Do inflation-hedged investments deliver?

James Osborne //October 16, 2013//

Do inflation-hedged investments deliver?

James Osborne //October 16, 2013//

Inflation-hedged investments are all the rage. Since the commodities boom of the mid 2000′s and politically-driven town criers screaming of Fed-induced hyperinflation, investors and their advisors have scrambled to build portfolios with an eye on “inflation hedged” investments.  

This has meant a scramble for commodity investments and Treasury Inflation-Protected Securities, among others, in hopes of keeping inflation at bay. Conveniently, these investments have also been sold as “portfolio diversifiers,” promising to help reduce overall portfolio risk.

In practice, there are a few problems here.  The first is that as access to an asset class changes, its behavior changes as well.  Most studies demonstrating the value of commodities as part of a diversified portfolio will rightly include the last 40 or more years, a period that includes the inflation-ridden 1970s where commodity prices boomed and stock markets lagged.

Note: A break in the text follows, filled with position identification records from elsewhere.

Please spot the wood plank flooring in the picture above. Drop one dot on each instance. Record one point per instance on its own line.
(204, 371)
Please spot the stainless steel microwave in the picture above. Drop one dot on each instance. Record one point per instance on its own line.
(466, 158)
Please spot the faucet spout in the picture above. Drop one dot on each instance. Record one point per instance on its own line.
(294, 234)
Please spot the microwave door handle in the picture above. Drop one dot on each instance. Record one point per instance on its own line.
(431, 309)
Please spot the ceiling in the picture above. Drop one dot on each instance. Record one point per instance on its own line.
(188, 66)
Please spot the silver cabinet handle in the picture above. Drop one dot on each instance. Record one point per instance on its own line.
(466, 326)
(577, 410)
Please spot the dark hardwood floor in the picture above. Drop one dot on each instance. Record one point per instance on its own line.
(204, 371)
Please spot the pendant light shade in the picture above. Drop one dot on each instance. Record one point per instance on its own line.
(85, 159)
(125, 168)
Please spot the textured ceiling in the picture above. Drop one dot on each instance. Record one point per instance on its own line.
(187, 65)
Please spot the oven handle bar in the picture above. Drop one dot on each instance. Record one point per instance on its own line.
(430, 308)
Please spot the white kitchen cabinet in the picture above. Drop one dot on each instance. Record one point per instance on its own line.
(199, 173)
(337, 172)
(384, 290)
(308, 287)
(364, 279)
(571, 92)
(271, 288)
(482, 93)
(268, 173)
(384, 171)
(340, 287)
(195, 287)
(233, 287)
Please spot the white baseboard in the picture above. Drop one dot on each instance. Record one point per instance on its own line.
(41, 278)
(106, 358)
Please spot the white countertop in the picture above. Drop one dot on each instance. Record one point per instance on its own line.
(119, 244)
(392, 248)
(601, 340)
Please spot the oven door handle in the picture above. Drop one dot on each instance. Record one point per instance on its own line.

 Of course, investing was a bit different in the 1970s.  You couldn’t exactly walk down to the corner eTrade office and buy a few hundred shares of an ETF to gain exposure to the price of oil or gold or soybeans.  As access became readily available, commodity price behavior began to change.

What was once an asset class that may have “zigged” when markets “zagged” is now more likely to move in tandem with markets, because both stocks and commodities are owned by the same poorly behaved investors given to greedily buy and fearfully sell. This is known as the “diversification paradox” as low-correlating (good diversifying) trades get “crowded” as everyone wants to own them.

As an example, let’s look at how oil prices ($OIL) and large cap US stocks ($SPY) behaved from the failure of Lehman Brothers to the stock market bottom (9/08-3/09):

And just for good measure, here’s a broad basket of commodities against large cap stocks ($SPY) did over the same period:

Of course, this is just one time period, but we must question if commodities as diversifiers have lost some of their sparkle.

The second issue has less to do with the alleged diversification benefit and more to do with whether or not these investments are actually hedging inflation.  In narrative, it makes perfect sense that commodities and TIPS would provide excellent inflation protection.  TIPS have mandated, built-in inflation adjustments and commodities are physical assets priced in US dollars that should logically maintain real value in an inflationary period.

What we have to realize is that markets are discounting mechanisms. In the short run, markets are machines of expectations, not reality. Investment hedged against inflation will move with the expectation of inflation, not inflation itself.  At times this means the investment market will move ahead of actual changes in inflation, as we can see below with the implied inflation rate in TIPS compared with US CPI:

Busy, but you can see that TIPS-implied inflation is moving ahead of actual CPI.

What happens when expectations don’t become reality?  2013 has been a good example as TIPS are off almost -6.5 percent through 10/7/13, falling much father than the broad bond market’s -1.88 percent drop over the same time. Investors bought up the price of TIPS in anticipation of inflation that never came.

The truth is that as a trade becomes crowded, when once-heralded strategies become commonplace for many investors, the strategy can lose its value.  Investors hoping to own inflation-protecting investments must do so not only before actual inflation rears its head, but before the expectation of inflation is widely held. Otherwise the expectation of inflation is already priced in to the investment, leaving little to be had for the latecomer. Of course this discussion does not begin to shine a light on many of the other problems faced by investors hoping to add commodities to their portfolios, which I have already addressed.

I am a huge believer in academically robust investment strategies. Investors need data and not narratives to make big picture investment decisions. However there are times when what is true in theory is difficult to replicate in practice. Thankfully for investors, there is a readily available, easily accessible asset class that delivers healthy inflation-adjusted returns: stocks.